Fourthly, there is no ethically sound way to definitively ascertain a patient's sex and therefore engendered assumptions of a patient's sex may have been made by paramedics. The MRs do allow for a third option of indeterminate when selecting a gender, which in this dataset, four patients were classified as such. This small number did however mean that no analysis could be performed on this population as it fell below the threshold requirements of statistical analysis.
Finally, the analysis was based on a dichotomous result of yes or no for analgesic or opioid administration. No analysis was conducted on initial and overall analgesic dosages, and/or on the effectiveness of provided analgesia, which may have yielded a different conclusion. Moreover, interactions between variables such as sex and age were not conducted during analysis, however the authors do not believe this would have been clinically significant and changed the overall interpretation of the results.
Conclusion
This research study aimed to determine the influence of patients’ sex on paramedic administration of analgesia and specifically opioids in cases of acute abdominal pain presenting to an Australian JAS. Whilst analgesic administration in general is equitable between the sexes, females complaining of abdominal pain have lower odds of receiving opioids in comparison to males when treated pre-hospitally by a paramedic. The results reinforced the understanding that higher pain scores translated to better analgesic management. Four recommendations of multidimensional pain tools, mandatory pain score measurements, MR analgesic prompts, and further education were provided to assist in addressing gender-biases in paramedic pain management and enhance equity of care.
Footnotes
Acknowledgements
The authors would like to express their appreciation to Dr Paul Fahey, the Senior Lecturer for Biostatistics for the School of Health Sciences at WSU, for his wealth of knowledge and guidance in the statistical analysis component of this research.
Author Contributions
This research emanates from the Master of Research thesis by Sooaad Dahoud. The thesis was supervised by Dr Navindhra Naidoo and Associate Professor Paul Simpson. All authors contributed to and approved the manuscript with thesis reference of: Dahoud S. The Influence of Patient Sex on Paramedic Administration of Analgesia for Acute Abdominal Pain [thesis]. [Sydney (Au)]: Western Sydney University; 2023. All authors of this article therefore meet the requirements for authorship.
Data Availability
Due to the nature of the research, anonymity of the jurisdictional ambulance service, and the ethical considerations surrounding patient information and identifiably, supporting data is not available.

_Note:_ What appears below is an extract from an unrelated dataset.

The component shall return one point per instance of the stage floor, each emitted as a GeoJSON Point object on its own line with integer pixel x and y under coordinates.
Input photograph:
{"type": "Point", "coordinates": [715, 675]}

Declaration of Conflicting Interests
The authors declared no potential conflicts of interest with respect to the research and/or authorship of this article. In respect to publication, Paul Simpson is the Editor in Chief of Paramedicine and Navindhra Naidoo is an Associate Editor at Paramedicine. Neither played any role in the review process nor in the editorial decision making process. The paper underwent double-blinded review in adherence to the journal’s peer-review policy.
Funding
The authors received no financial support for the research, authorship, and/or publication of this article.
Correction (May 2024):
This article has been updated with University name in ‘Ethical Approval' section.